Farmington Public Schools in 2010 changed its grade level configuration to K-4, 5-6, 7-8, and 9-12. Hillside 4th grade teachers Mrs. Amos, Mrs. Sparling, Mrs. Connell, and Mrs. Banton created a number of activities to make their students’ final year at Hillside extra special.
“We started with a recognition breakfast,” recalled Debra Amos, who still teaches at Hillside, “and each class made time capsules.”
One student from each room took custody of the cardboard capsules. On June 8, the graduating seniors came together at Shiawassee Park in Farmington to open those boxes and share memories of their time as Huskies.

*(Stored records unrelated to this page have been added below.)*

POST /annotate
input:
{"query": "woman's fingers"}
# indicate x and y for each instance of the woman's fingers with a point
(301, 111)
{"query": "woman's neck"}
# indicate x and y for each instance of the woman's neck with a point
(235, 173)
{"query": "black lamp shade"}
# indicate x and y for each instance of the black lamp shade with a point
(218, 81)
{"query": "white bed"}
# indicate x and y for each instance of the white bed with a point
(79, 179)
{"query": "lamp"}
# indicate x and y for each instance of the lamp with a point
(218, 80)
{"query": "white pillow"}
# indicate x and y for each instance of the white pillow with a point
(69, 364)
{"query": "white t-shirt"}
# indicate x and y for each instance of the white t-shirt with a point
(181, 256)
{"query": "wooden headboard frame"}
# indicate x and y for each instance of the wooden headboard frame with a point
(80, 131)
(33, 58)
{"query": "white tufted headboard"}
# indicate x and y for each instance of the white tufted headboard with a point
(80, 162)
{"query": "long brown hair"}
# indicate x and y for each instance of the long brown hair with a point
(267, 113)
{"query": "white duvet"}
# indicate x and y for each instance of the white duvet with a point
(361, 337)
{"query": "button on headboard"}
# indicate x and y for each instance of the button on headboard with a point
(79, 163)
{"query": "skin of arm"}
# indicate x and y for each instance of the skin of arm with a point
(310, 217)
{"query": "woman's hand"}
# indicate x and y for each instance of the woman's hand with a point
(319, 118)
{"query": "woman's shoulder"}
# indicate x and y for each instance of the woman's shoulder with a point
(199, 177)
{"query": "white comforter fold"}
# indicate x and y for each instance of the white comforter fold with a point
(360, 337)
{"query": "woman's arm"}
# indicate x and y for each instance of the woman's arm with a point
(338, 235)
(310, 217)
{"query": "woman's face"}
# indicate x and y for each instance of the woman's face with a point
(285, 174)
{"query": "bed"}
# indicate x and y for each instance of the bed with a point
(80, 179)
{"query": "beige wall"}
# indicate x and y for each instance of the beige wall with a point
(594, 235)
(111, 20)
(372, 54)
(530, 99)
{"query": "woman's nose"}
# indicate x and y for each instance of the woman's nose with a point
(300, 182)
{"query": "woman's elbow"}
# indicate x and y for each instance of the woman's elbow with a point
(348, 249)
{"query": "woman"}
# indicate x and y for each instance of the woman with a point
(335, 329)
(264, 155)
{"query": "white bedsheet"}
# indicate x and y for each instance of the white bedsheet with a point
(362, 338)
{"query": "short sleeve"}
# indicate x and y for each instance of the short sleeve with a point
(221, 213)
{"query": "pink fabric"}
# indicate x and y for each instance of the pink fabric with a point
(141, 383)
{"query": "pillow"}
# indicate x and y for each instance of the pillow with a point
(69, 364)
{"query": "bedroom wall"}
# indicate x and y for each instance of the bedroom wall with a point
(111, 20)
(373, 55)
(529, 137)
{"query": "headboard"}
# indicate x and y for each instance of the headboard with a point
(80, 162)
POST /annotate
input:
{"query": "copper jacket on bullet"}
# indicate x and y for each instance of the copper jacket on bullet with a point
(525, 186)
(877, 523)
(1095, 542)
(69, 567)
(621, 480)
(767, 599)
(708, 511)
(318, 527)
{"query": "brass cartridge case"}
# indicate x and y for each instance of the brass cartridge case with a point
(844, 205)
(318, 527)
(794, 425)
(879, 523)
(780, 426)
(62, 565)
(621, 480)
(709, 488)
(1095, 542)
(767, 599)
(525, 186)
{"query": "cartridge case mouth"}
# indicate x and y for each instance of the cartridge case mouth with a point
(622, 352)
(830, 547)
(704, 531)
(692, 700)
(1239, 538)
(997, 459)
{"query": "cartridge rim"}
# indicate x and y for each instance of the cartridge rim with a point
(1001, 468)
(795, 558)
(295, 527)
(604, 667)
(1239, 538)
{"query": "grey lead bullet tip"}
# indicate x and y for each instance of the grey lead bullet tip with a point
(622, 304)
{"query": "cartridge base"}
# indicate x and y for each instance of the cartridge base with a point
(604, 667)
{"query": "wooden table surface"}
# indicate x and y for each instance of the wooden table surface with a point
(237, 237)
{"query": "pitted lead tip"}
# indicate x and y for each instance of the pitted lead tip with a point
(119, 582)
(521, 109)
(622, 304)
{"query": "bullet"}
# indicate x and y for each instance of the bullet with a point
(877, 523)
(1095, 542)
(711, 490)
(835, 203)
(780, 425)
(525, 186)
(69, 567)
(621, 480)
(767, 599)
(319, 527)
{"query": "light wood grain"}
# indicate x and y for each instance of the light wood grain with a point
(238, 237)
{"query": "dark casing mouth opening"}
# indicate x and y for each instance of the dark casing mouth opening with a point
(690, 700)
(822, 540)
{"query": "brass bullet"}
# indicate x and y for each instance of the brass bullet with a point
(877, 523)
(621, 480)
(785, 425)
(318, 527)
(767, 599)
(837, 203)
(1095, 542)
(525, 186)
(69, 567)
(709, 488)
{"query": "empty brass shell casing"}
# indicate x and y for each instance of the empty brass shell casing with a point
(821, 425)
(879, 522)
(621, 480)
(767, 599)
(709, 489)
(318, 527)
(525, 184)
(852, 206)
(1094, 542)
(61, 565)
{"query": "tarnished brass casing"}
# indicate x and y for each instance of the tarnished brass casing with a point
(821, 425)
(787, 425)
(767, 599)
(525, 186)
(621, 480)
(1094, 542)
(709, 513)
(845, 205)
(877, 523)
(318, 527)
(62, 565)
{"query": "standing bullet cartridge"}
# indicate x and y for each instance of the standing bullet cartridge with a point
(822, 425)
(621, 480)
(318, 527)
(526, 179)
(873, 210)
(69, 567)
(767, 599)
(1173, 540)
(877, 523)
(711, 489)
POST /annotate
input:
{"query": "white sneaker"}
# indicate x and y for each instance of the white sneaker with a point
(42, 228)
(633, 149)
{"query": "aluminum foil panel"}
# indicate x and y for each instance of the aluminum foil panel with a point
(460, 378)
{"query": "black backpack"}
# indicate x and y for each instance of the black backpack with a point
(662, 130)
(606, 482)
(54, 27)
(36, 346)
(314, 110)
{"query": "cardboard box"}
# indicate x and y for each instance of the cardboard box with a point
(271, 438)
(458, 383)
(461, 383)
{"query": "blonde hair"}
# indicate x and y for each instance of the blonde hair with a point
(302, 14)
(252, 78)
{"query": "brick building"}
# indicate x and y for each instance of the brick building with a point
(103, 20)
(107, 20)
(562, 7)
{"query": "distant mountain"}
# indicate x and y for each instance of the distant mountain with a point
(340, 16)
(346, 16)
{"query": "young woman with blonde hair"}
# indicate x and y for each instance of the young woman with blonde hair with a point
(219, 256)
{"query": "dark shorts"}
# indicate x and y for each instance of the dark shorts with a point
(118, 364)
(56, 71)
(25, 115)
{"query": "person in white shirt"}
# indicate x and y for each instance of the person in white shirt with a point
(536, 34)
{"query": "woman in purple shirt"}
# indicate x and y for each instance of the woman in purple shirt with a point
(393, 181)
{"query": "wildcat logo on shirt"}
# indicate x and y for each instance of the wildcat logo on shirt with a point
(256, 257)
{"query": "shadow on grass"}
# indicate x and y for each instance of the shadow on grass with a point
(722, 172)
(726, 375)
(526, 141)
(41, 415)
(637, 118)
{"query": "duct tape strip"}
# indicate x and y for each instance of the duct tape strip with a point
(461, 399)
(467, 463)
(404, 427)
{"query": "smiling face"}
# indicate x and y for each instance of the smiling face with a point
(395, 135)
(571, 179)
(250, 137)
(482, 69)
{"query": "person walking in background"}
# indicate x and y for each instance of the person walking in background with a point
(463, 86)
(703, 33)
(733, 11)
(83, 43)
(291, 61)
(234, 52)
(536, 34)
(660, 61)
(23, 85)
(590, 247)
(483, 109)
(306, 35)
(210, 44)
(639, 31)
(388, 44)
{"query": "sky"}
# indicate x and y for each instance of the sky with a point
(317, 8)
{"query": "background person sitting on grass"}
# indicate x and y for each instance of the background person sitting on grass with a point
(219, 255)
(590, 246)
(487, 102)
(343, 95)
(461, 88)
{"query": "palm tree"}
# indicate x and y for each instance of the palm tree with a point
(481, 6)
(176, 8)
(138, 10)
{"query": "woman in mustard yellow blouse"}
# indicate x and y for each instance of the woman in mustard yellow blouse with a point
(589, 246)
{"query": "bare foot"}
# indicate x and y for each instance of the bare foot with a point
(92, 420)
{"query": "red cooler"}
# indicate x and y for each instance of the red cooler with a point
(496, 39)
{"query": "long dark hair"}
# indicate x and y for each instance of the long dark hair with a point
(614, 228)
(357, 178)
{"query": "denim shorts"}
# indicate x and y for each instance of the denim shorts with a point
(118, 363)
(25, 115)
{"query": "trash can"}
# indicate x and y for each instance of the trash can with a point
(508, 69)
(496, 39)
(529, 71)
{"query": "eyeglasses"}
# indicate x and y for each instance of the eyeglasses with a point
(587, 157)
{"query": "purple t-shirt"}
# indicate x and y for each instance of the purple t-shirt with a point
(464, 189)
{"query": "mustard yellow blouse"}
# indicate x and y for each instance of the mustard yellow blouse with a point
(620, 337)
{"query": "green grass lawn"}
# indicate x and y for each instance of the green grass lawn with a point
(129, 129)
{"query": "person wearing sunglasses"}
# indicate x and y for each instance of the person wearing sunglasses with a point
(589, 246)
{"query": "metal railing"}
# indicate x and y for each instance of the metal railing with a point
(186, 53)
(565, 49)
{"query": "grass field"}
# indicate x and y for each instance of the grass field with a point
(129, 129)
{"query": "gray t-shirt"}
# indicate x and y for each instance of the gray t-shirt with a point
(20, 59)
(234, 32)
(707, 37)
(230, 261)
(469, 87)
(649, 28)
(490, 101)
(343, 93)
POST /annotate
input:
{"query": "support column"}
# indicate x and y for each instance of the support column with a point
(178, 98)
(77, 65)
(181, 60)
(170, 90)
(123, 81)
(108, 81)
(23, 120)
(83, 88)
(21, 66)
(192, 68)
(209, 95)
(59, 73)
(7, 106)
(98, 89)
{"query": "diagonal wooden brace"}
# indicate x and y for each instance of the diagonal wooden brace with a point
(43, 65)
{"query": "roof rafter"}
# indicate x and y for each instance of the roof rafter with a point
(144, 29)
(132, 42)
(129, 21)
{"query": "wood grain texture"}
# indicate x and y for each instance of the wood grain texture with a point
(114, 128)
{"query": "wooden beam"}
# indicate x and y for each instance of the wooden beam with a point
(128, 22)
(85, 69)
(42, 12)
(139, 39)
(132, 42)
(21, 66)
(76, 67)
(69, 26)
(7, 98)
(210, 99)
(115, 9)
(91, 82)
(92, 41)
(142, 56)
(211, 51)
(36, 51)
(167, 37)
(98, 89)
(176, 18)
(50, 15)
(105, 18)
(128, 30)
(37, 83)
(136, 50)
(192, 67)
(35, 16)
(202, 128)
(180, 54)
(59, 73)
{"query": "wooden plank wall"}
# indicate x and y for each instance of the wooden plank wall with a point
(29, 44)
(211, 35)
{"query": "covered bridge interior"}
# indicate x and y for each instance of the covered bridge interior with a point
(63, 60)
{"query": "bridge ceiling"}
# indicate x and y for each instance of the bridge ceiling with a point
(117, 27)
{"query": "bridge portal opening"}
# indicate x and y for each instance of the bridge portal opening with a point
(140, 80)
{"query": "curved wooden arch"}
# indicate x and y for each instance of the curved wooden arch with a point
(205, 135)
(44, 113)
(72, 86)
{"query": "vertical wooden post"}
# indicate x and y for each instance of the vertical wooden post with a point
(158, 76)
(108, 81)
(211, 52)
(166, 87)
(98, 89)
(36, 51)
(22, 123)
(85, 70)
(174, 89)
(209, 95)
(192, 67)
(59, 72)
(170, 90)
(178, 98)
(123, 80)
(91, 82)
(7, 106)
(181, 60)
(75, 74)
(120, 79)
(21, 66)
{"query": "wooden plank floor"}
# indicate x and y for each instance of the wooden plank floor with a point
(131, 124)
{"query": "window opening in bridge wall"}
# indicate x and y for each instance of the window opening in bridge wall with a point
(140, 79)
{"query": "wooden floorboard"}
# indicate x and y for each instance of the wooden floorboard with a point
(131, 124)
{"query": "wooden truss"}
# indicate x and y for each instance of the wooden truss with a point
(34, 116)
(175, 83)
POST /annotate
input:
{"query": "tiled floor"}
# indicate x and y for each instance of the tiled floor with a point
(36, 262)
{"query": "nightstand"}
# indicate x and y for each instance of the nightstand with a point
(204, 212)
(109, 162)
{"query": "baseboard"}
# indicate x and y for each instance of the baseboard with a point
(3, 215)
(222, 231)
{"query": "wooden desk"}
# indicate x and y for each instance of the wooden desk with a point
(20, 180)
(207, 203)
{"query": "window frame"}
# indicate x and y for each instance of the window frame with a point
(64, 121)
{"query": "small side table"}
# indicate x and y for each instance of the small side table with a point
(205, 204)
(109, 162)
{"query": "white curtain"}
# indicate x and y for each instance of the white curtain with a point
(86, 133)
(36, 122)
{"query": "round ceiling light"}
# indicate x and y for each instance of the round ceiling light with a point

Hanna Velzy, a Farmington High 2018 grad, said she came to the reunion to see her classmates and find out what was in the time capsule. Like most who attended, she couldn’t remember what she put into the box.
“It was a really fun year,” she said of her fourth grade memories. “They did a lot of special things for us.”
Students opened the boxes with their teachers and discovered booklets in which they had written about their favorite Hillside memories and predicted their futures. There were also class pictures and individual student photos.
Amos pointed out that elementary is the school level in which students spent the most time and so has a special spot in their lives. She said the school has always had a strong Parent Teacher Association (PTA), and strong parent community support is what makes students so successful.
In one reunion activity, most students indicated by a show of hands that they had taken advanced placement courses, were headed to college or technical school, and took part in a number of clubs and activities throughout their school careers.
Teacher Anne Sparling, now retired, drove in from Chicago for the time capsule opening. She said the event gave teachers a chance to touch base with their students, now seniors heading out into the world.
“It’s fun to get back,” she said. “I miss the kids.”
Amos said she had many of the students in first grade and even taught some of their siblings.
“It makes me really proud to see them work so hard on their education,” she said. “They’re heading off on a path where they can fulfill their dreams.”